I’ll take a stab at this.
An episode featuring the murder of the host of The Tonight Show would be a little too much, so let’s say a gruff superintendant and one of his tenants are arguing about the lack of heat in their building when they find the murdered body of Len Jayo, the host of some evening talk show. The dead host had a bitter rivalry with another recently fired talk show host, Brian Conando, who becomes a suspect when it turns out he can’t account for his whereabouts the night of the murder. It’s known he bore a grudge against the dead man and talked about what he would like to do to him. The cops tail him and they grill him. Conando is hiding something.
Interviews (and the autopsy) shows Jayo drank a lot of coffee at a local shop before he was killed. It seems he was supposed to meet with someone but nobody can say who it was. But Conando was seen drinking heavily at a bar across town around the same time, so he can’t be the killer. A young woman was at the bar with him.
Police track down the young woman and find she worked on Conando’s show. She admits they had an inappropriate relationship going back to when she was an assistant.
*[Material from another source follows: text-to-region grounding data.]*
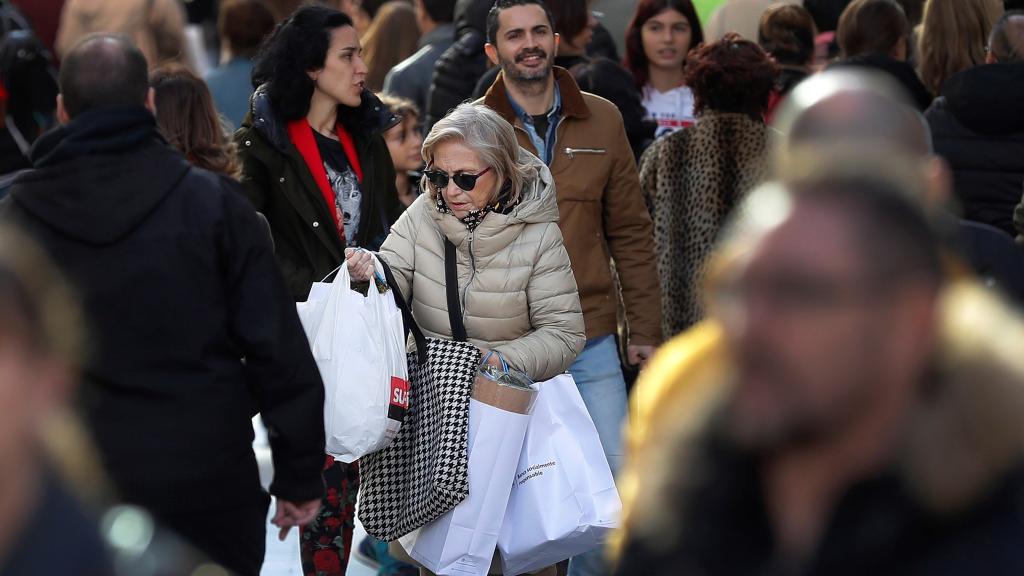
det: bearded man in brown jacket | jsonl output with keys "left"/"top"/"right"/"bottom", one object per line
{"left": 477, "top": 2, "right": 662, "bottom": 574}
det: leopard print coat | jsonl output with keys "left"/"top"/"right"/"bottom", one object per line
{"left": 639, "top": 112, "right": 773, "bottom": 338}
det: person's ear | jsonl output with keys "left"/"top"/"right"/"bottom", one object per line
{"left": 56, "top": 94, "right": 71, "bottom": 125}
{"left": 144, "top": 87, "right": 157, "bottom": 116}
{"left": 484, "top": 42, "right": 500, "bottom": 66}
{"left": 890, "top": 37, "right": 908, "bottom": 62}
{"left": 922, "top": 156, "right": 952, "bottom": 209}
{"left": 554, "top": 32, "right": 561, "bottom": 55}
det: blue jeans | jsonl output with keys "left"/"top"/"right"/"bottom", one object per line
{"left": 568, "top": 335, "right": 627, "bottom": 576}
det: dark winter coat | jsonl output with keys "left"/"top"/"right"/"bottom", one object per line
{"left": 924, "top": 63, "right": 1024, "bottom": 238}
{"left": 3, "top": 106, "right": 326, "bottom": 515}
{"left": 639, "top": 112, "right": 772, "bottom": 338}
{"left": 831, "top": 53, "right": 933, "bottom": 111}
{"left": 235, "top": 87, "right": 401, "bottom": 300}
{"left": 616, "top": 284, "right": 1024, "bottom": 576}
{"left": 424, "top": 0, "right": 492, "bottom": 132}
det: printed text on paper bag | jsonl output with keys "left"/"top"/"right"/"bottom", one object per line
{"left": 516, "top": 461, "right": 556, "bottom": 486}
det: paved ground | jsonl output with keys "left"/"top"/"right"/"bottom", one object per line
{"left": 254, "top": 418, "right": 376, "bottom": 576}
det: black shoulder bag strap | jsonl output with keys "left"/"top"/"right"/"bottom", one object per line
{"left": 377, "top": 257, "right": 429, "bottom": 362}
{"left": 444, "top": 239, "right": 468, "bottom": 342}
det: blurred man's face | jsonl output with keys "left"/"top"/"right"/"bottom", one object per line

The cops score an interview with the head of the TV network and find that word of this relationship was getting around and was about to become public because it was in the script of the monologue Jayo intended to deliver on his next show. This relationship, and not the network’s contract problems with Len Jayo, is the true reason Brian Conando was fired from his show.
The ex-assistant doesn’t care if her relationship with Conando becomes public, but she tells police her ex-boyfriend, a writer on the Jayo show staff, was furious when he found out she was not only cheating on him, but cheating with someone who competed with his boss.
The boyfriend seems like an obvious suspect. After he is arrested, he admits he was supposed to meet with Jayo for coffee that night. He says he’d had second thoughts about what the monologue might do to his ex-girlfriend’s career and wanted to talk his boss out of delivering it. But he missed the meeting because of a breakdown on the subway. When he arrived, Jayo had already left. His story checks out. But as he is released, he makes a comment in passing about how angry his mother was when she found out about the affair.
As it turns out, the writer’s mother is Mable Jayo, Len Jayo’s wife and agent, Mable. (He is the result of a previous marriage before Mable met her now-deceased husband. The writer and Len had only a professional relationship.) Mable, too, was having an affair with Brian Conando. After writing the un-delivered monologue, Jayo had put two and two together about his wife’s cheating. He confronted her and told her he was divorcing her, and might quit show business altogether. Mable confesses that, rather than see her marriage, reputation, and career go up in smoke, she killed her husband.